The energy and momentum selectivity of time- and angle-resolved photoemission spectroscopy is exploited to address the ultrafast dynamics of the antiferromagnetic spin density wave (SDW) transition photoexcited in epitaxial thin films of chromium. We are able to quantitatively extract the evolution of the SDW order parameter $\mathrm{\Delta }$ through the ultrafast phase transition and show that $\mathrm{\Delta }$ is governed by the transient temperature of the thermalized electron gas, in a mean field description. The complete destruction of SDW order on a sub-100 fs time scale is observed, much faster than for conventional charge density wave materials. Our results reveal that equilibrium concepts for phase transitions such as the order parameter may be utilized even in the strongly nonadiabatic regime of ultrafast photoexcitation.

Figure 1

(a) Schematic pump-probe experiment of the Cr(110) thin film. (b) Schematic Fermi surface and surface Brillouin zone of Cr. Electron pockets are contained within solid black lines while hole pockets are colored cyan. The hexagon marks the (110) surface projected Brillouin zone. (c) Electronic structure of Cr(110) thin film measured along the dotted arrow in Fig. 1. The spin density wave (SDW) band is marked by a white arrow.

Figure 2

ARPES images obtained with 40 eV probe energy (a) in thermal equilibrium at a delay of $-200\mathrm{fs}$ (XUV probe pulse before pump pulse) and (b) following optical excitation at 200 fs delay. The dotted box highlights the area considered in the simulation as presented in Fig. 4. (c) Difference image between the images shown in (a) and (b). In the false color plot red and blue marks intensity increase and decrease, respectively. (d) Transient rigid shift of the energy distribution curves (EDCs). The solid black line is a guide to the eye.

Figure 3

(a) Fermi distribution extracted from region SR indicated in Fig. 2 at various pulse delays. (b) Electronic temperature extracted from the Fermi distribution as a function of pulse delay. The solid black line is a guide to the eye. (c) Electronic temperature (solid black line) and associated order parameter (red markers) calculated as a function of pulse delay. The dotted line marks the SDW transition temperature. (d) Dynamics of the normalized SDW band intensity in the region marked SDW in Fig. 2 for both experiment (markers) and simulation (solid line). An arrow marks the point at which $\mathrm{\Delta }$ transitions from 0 to a finite value. The color background in (c) and (d) highlights the region where the SDW is in the ground (blue) and excited (orange) state.

Figure 4

Snapshots of the simulated electronic structure at $-200$, 50, and 500 fs in the region highlighted in Fig. 2. Following pump excitation both the order parameter and the rigid shift ($\delta \epsilon$) change transiently, leading to a reduction of spectral weight in the analyzed region.

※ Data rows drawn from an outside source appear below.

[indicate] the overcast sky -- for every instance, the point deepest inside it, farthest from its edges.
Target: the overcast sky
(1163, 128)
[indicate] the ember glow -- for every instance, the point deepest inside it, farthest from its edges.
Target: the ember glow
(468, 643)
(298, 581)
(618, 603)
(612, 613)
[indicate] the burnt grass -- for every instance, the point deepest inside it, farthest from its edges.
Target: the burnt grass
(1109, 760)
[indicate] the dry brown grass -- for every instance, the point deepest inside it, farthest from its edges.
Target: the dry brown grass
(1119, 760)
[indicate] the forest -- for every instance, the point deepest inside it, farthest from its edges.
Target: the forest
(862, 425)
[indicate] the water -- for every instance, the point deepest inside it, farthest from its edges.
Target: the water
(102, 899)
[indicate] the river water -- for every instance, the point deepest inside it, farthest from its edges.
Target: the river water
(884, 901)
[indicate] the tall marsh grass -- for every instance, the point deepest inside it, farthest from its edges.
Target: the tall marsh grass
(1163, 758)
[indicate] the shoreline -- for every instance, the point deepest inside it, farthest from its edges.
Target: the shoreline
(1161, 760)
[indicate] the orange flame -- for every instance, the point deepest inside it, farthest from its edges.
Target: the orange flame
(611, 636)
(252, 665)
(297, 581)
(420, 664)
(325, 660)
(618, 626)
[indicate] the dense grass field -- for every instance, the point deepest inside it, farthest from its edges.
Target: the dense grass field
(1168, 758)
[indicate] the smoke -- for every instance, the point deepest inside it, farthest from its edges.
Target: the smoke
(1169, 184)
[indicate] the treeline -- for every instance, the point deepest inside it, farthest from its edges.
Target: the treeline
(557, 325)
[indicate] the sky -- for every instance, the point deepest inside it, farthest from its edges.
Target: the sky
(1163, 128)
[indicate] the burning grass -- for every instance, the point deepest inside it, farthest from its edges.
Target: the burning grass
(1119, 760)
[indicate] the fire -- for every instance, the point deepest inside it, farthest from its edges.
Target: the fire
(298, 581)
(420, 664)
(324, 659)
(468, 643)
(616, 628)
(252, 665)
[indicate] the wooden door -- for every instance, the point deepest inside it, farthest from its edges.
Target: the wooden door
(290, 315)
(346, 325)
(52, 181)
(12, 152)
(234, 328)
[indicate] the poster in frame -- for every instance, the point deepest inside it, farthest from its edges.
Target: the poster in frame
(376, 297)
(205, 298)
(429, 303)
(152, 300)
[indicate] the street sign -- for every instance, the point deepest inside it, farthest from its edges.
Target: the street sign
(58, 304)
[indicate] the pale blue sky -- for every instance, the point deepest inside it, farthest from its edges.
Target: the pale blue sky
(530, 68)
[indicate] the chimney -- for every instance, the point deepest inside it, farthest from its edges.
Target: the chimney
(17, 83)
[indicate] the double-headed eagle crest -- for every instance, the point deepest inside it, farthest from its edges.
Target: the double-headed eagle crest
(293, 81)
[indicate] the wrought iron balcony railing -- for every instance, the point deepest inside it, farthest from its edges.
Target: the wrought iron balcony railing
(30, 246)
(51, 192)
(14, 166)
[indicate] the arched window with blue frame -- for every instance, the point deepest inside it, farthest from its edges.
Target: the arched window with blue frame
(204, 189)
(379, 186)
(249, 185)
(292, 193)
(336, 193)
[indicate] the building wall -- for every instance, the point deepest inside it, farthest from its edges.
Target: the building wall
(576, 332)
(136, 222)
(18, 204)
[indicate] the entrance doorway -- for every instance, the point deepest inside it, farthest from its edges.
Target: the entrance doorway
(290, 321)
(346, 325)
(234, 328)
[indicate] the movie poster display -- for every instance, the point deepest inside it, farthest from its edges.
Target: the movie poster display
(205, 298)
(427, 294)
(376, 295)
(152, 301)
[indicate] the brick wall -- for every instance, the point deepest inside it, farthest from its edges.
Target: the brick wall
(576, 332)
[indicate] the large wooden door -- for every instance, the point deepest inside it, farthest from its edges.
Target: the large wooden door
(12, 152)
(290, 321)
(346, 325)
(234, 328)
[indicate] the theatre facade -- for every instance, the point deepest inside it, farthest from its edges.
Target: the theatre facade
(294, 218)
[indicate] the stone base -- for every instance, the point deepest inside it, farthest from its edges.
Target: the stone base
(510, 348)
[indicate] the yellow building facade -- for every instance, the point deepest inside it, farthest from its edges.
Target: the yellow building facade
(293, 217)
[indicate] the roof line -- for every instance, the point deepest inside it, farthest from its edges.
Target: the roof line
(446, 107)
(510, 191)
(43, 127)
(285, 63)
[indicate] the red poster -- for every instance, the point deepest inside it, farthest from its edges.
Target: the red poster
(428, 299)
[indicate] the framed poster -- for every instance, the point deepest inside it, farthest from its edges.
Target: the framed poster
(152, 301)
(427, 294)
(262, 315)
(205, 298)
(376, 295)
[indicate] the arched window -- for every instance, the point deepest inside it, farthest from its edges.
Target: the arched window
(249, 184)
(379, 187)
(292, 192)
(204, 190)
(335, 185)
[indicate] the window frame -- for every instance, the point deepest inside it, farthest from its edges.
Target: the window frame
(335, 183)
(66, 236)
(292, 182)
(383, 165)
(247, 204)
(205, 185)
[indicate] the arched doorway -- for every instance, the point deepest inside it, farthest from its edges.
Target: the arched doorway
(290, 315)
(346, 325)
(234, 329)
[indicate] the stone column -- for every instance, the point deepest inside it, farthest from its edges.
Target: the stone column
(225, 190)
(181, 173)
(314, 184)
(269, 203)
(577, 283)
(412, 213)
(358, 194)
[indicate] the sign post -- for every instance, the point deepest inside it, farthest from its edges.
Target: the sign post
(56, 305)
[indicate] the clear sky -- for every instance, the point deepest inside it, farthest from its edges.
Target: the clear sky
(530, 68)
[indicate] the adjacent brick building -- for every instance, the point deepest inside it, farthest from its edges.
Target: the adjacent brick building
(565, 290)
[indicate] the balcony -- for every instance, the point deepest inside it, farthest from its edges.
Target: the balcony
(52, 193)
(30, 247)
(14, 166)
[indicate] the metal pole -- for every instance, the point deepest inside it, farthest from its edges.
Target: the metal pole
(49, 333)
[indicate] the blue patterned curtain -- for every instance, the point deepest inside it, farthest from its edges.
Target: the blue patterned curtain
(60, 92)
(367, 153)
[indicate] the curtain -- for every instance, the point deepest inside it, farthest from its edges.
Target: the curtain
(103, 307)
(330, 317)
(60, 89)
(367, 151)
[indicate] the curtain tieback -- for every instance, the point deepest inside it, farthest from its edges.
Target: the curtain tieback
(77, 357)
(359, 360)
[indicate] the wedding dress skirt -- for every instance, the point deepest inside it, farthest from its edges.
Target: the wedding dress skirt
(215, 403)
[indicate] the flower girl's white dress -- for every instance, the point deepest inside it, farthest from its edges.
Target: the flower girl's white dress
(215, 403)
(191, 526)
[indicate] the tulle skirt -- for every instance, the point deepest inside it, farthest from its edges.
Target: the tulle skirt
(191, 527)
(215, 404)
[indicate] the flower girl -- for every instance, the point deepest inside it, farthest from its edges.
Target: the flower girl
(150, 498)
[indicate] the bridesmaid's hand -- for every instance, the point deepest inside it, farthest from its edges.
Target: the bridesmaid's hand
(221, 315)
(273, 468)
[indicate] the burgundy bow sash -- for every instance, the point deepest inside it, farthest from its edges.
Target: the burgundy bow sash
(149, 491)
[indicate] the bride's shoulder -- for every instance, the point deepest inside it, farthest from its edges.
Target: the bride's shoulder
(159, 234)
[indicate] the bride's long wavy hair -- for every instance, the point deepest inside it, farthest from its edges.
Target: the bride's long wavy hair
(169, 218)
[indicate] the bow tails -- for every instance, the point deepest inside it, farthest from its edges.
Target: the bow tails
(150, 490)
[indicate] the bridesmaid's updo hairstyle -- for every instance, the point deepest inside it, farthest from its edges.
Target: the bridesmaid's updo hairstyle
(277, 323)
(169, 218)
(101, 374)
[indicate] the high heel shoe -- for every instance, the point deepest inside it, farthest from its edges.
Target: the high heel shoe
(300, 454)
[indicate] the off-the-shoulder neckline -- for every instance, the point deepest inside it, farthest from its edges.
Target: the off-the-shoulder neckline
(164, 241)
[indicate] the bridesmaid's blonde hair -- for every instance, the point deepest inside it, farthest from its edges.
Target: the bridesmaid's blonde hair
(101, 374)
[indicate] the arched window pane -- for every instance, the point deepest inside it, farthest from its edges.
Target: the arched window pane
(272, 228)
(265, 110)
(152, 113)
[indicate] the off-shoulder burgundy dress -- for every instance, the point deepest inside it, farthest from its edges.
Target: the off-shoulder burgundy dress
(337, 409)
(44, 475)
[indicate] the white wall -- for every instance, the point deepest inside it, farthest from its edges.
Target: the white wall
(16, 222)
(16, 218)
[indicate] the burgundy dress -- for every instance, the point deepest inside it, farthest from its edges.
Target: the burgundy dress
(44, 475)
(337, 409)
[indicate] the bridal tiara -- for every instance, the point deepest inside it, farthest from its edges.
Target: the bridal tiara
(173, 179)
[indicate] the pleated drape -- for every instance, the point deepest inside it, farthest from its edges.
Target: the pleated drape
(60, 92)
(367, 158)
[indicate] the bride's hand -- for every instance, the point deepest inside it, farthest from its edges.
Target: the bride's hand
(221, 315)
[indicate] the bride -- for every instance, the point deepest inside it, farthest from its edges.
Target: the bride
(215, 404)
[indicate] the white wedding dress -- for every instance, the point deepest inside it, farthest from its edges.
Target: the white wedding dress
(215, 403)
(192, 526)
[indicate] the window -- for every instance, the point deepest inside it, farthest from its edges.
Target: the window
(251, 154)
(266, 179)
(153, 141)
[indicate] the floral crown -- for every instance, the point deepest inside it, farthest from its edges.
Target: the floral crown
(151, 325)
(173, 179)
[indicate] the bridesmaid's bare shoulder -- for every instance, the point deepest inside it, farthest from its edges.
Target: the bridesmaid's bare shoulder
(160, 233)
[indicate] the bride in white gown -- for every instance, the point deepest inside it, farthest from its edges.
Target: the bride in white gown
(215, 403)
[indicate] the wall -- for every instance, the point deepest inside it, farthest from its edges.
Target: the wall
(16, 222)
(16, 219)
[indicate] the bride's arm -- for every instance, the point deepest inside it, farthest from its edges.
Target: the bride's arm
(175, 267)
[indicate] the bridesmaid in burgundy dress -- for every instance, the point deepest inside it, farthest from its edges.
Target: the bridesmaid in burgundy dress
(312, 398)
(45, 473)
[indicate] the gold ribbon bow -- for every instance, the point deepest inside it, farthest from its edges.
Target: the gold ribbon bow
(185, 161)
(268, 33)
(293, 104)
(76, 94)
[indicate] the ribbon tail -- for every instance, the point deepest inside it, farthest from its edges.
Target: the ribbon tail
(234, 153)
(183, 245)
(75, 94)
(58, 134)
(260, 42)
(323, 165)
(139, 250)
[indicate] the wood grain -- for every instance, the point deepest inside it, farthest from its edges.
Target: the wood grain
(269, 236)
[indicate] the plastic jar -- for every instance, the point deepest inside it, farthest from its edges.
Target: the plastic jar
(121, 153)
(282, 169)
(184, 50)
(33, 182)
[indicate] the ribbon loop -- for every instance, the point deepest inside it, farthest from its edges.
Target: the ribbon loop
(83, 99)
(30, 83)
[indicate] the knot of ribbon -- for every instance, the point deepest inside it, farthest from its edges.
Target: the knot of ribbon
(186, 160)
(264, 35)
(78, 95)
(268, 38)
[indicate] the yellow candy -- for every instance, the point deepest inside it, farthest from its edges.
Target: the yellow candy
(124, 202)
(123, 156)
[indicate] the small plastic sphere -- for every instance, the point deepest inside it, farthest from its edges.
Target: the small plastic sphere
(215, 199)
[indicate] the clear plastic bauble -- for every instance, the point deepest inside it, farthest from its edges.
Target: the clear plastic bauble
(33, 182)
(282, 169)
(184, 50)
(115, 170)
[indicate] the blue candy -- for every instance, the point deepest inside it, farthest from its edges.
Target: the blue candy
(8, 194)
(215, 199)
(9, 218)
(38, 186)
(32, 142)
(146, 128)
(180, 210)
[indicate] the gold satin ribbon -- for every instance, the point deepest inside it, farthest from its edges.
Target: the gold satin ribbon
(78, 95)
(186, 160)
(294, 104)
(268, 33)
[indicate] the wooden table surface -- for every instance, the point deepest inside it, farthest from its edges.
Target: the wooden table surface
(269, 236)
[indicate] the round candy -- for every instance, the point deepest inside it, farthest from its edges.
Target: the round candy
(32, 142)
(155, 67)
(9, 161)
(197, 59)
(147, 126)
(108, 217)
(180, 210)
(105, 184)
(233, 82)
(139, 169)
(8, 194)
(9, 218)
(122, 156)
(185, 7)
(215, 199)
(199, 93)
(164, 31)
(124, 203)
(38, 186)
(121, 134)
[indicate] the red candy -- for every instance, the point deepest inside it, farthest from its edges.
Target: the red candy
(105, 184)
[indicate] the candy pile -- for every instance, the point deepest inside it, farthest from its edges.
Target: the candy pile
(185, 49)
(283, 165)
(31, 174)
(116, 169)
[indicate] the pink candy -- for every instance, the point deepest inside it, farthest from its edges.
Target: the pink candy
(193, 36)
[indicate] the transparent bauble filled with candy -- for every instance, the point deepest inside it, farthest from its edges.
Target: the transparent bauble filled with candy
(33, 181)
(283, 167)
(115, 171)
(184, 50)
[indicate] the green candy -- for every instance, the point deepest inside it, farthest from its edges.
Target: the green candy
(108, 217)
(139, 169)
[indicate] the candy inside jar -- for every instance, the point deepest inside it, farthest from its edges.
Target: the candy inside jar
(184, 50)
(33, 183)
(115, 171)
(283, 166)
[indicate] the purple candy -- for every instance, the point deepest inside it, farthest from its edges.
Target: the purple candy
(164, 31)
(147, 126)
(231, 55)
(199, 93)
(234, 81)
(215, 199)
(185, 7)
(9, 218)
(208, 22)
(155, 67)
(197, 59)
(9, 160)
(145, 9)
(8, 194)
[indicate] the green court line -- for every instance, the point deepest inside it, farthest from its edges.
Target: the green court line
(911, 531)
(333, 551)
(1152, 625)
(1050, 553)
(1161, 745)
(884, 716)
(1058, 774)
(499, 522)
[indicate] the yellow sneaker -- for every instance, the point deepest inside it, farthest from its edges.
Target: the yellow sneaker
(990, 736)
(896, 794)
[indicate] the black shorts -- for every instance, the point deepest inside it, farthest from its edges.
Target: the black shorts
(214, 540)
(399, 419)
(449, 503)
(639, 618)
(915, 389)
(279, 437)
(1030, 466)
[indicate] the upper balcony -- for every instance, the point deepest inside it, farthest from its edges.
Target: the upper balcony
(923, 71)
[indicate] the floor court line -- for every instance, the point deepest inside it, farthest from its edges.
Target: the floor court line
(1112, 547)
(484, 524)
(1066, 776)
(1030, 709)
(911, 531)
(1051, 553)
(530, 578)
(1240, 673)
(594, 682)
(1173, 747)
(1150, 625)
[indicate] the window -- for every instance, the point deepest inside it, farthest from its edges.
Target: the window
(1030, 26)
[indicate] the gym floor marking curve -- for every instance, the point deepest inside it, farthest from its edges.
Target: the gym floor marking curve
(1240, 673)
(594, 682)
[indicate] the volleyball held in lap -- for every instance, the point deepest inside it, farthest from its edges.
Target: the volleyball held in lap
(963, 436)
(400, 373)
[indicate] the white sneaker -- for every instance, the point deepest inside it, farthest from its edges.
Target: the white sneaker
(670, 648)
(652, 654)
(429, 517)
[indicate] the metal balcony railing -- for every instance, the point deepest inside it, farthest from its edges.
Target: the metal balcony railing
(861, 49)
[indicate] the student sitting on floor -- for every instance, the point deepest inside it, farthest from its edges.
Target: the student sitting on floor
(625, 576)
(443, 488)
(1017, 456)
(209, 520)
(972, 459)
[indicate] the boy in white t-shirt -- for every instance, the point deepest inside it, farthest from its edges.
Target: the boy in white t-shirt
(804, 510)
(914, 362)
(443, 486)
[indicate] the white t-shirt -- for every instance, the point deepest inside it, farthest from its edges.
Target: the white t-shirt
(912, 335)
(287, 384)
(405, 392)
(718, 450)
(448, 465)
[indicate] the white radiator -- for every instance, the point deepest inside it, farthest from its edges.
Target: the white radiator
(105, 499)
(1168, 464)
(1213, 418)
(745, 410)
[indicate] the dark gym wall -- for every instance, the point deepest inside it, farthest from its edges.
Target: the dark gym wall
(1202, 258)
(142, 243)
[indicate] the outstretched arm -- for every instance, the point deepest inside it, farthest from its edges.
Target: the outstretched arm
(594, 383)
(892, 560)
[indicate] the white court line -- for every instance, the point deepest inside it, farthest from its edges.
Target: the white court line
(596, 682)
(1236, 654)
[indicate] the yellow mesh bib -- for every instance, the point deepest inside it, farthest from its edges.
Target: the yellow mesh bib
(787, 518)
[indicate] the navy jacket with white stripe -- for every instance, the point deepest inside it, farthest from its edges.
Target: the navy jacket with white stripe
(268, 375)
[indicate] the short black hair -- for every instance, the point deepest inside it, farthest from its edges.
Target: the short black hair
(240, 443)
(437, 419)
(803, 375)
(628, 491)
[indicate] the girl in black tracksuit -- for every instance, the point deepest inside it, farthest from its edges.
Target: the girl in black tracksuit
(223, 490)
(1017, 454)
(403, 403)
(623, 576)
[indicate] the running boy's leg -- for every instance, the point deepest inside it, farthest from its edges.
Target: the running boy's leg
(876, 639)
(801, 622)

Initial excitation leads to the transition to the paramagnetic phase (50 fs), which relaxes into the SDW phase once $T_e<T_{\mathrm{SDW}}$ (500 fs). Dotted lines in the bottom left panel are guides to the eye following the dispersion in both branches of the renormalized dispersion. The difference image between $-200$ and 50 fs highlights the redistrubution of intensity as observed in the experiment [Fig. 2].